Ever find yourself regretting something you’ve said? Try this.
I remember a meeting I was in a few years ago where a change was suggested to a service flow. I immediately looked at the guy who suggested it, shook my head and told him why I didn’t like it. My intention wasn’t to completely shut him down, but that’s what happened. The rest of the meeting was tense and it was my fault.
Ever been there? Where you said something you regret? Or maybe you don’t regret what you said, but you regret the way you said it. Maybe you’re like me and sometimes you say no too quickly or too harshly.
Or maybe you’ve been frustrated with a situation, or someone said something that rubbed you the wrong way, maybe an email or a text came through that just irritated you and you responded without thinking. That’s been me more times than I’d like to admit.

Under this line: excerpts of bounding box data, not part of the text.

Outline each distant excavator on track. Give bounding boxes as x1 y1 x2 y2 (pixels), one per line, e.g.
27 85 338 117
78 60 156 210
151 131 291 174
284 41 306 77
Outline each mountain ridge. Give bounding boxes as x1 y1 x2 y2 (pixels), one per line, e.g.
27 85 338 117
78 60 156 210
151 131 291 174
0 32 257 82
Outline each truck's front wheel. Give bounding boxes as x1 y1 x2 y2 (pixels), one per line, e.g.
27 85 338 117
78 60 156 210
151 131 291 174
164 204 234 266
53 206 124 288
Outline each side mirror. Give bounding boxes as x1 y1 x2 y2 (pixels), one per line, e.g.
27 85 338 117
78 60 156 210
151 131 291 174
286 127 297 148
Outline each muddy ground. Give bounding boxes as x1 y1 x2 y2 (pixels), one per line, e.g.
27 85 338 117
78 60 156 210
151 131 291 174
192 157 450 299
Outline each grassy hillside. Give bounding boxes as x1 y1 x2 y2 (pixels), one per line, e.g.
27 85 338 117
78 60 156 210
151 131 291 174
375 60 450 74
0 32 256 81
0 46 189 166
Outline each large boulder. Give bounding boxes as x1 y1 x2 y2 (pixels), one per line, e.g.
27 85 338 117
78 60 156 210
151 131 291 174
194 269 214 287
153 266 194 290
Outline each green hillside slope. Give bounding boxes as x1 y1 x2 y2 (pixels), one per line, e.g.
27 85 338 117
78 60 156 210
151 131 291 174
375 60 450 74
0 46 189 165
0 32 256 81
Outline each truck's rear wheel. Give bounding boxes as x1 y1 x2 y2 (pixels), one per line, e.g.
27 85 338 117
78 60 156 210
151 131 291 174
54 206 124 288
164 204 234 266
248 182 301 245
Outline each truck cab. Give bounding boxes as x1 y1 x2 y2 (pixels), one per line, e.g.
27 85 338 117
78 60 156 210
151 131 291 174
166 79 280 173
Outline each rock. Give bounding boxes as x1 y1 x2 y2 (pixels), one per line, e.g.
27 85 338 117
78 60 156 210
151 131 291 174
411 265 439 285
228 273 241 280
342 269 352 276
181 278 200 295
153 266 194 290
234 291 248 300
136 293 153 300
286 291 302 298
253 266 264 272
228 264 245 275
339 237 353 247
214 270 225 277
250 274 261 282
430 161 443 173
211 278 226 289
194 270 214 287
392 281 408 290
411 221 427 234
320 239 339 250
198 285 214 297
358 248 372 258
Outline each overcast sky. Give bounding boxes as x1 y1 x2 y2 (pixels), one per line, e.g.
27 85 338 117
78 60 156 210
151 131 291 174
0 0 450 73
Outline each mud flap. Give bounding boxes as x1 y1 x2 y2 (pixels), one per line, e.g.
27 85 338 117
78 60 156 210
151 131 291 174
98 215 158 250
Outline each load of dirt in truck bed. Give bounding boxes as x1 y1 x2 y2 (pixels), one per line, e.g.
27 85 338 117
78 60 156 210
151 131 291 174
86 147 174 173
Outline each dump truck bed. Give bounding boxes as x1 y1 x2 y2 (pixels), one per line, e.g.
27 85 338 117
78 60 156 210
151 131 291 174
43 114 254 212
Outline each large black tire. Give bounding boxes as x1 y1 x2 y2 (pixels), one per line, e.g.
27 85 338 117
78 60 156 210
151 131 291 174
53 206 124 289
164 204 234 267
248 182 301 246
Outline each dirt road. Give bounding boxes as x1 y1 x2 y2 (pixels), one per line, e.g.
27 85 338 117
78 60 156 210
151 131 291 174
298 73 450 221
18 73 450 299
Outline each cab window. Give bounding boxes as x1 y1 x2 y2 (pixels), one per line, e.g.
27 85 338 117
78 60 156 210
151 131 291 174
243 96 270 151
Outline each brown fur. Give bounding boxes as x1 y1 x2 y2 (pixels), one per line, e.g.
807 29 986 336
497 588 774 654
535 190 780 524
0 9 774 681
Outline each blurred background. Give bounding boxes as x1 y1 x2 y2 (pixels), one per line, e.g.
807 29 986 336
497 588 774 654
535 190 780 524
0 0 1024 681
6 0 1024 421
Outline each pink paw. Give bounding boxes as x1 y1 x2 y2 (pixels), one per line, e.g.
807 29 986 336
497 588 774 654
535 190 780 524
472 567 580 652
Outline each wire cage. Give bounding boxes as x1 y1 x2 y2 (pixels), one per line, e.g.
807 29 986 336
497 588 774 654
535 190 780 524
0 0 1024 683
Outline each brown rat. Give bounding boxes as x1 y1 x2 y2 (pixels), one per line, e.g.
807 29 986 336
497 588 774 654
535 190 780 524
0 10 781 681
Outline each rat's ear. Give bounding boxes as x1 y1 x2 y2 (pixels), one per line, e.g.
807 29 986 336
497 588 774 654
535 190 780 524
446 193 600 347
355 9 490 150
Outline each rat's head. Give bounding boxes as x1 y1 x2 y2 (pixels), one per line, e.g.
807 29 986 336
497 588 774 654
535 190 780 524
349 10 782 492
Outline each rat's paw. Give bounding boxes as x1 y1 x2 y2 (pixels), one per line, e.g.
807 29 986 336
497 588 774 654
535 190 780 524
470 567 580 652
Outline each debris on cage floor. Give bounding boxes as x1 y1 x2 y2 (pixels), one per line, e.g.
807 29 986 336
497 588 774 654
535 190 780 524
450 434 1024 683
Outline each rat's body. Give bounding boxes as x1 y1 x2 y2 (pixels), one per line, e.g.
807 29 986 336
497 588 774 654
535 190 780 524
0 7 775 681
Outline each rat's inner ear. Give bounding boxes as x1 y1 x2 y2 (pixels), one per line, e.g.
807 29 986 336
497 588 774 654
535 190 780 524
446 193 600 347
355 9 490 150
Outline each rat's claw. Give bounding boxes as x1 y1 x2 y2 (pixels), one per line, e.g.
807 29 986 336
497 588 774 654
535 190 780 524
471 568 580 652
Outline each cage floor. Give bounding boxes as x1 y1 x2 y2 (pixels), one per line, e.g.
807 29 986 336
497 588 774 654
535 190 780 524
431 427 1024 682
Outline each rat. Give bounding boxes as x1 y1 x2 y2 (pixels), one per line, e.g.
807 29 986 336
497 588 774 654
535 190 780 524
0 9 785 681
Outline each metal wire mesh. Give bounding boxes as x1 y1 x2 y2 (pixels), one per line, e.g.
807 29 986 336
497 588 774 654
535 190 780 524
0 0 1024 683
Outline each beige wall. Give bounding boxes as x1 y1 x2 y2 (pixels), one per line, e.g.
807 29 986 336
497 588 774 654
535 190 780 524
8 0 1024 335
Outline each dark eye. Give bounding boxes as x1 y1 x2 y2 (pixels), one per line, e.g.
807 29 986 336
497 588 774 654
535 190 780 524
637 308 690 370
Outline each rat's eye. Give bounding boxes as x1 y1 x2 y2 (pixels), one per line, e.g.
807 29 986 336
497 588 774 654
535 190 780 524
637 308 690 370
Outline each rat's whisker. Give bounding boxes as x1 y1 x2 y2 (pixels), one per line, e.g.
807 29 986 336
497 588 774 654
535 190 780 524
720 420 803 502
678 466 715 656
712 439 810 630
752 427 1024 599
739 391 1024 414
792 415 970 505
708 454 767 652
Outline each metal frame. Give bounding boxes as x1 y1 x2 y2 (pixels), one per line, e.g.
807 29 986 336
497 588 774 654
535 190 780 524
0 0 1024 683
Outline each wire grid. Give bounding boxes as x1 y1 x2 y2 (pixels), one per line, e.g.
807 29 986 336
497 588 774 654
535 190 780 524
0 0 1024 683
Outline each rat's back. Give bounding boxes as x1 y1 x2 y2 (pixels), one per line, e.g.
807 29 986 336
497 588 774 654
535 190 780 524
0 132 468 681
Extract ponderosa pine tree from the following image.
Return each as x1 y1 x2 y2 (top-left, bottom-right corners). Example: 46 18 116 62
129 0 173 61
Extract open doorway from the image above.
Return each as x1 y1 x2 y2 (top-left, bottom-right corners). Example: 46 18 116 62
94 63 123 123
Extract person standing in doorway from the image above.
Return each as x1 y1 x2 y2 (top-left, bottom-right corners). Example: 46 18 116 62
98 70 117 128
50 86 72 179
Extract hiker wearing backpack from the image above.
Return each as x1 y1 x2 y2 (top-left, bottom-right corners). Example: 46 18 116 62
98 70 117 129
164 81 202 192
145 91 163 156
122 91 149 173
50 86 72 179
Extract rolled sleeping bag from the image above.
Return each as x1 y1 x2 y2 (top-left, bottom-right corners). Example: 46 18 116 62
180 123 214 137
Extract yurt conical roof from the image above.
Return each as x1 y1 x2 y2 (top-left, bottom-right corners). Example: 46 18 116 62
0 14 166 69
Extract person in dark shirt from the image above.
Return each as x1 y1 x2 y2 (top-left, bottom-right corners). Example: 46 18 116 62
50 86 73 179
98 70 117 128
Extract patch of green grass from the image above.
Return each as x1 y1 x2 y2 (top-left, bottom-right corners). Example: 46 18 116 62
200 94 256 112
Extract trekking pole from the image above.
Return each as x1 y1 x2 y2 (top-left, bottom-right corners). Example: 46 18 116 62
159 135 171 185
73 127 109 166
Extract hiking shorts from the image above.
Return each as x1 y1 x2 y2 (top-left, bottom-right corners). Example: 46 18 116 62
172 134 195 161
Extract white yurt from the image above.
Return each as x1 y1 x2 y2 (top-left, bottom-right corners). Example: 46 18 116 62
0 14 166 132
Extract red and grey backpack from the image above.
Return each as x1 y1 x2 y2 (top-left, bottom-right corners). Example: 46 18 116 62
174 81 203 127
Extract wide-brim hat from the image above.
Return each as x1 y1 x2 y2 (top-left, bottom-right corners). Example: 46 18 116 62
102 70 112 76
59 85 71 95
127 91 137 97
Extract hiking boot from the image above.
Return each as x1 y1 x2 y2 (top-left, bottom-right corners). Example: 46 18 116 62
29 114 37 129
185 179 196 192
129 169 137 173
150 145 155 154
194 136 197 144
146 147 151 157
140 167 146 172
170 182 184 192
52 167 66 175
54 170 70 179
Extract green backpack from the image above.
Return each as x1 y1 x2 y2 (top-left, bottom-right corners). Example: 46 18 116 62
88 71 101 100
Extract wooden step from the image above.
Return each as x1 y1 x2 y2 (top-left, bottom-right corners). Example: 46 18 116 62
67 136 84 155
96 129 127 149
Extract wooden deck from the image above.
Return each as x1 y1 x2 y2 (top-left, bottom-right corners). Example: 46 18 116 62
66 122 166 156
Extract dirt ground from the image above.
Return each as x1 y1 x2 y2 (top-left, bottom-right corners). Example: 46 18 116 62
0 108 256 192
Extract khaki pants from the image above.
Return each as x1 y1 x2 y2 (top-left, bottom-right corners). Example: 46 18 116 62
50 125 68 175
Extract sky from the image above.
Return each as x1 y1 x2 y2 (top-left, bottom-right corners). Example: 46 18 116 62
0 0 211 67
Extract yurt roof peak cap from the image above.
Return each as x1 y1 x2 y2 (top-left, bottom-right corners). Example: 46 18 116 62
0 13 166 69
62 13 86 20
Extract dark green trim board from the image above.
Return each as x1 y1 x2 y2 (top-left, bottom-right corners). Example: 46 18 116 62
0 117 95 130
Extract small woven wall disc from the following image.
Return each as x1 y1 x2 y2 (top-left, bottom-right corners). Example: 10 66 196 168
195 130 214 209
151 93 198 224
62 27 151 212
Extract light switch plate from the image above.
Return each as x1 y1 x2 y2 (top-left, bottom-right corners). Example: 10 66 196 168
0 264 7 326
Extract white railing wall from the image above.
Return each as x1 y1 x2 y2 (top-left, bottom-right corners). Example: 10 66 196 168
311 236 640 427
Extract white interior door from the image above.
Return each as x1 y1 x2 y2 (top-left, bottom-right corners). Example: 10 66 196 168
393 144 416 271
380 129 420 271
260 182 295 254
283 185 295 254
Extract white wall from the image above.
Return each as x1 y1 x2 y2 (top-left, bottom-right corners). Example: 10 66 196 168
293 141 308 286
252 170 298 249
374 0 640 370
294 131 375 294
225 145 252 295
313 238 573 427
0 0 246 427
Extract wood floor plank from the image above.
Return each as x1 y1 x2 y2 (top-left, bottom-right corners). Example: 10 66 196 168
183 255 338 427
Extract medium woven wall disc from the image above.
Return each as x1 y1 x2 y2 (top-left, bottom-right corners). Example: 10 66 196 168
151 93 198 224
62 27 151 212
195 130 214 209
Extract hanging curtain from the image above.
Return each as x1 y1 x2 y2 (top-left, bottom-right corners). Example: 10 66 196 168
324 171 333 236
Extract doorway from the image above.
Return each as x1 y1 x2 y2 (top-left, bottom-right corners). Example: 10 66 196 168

After that meeting (and apologizing to my co-worker!) I began implementing a rule of thumb for response. I call it the 30-30-30 rule. The rule is this: If I feel agitated, I wait to respond. I wait 30 seconds, 30 minutes or 30 hours.
If it’s in a meeting or any in-person conversation, I try to wait 30 seconds to collect my thoughts instead of immediately responding. If I would’ve done that in the situation above, the meeting wouldn’t have been so tense!
If it’s a text, email or something of that sort, I might wait 30 minutes. That gives me time to think through my response, the person’s intent, etc. This is important because we all know the tone of a text or email can easily be misinterpreted!
If it’s a serious issue, I may wait 30 hours. Sometimes sleeping on a situation is the best thing I can do. The next day I’m rarely as agitated, I’ve had time to think about the suggestion, and often I’ve realized it’s not as big of a deal as it may have seemed.
The next time you’re faced with a situation when you’re tempted to respond quickly and shut something down, give it 30 seconds, 30 minutes, or 30 hours. Sometimes a little space can make a big difference! As difficult as it is sometimes to believe, most issues don’t need to be resolved immediately. Often 30 seconds, 30 minutes or 30 hours later is immediate enough.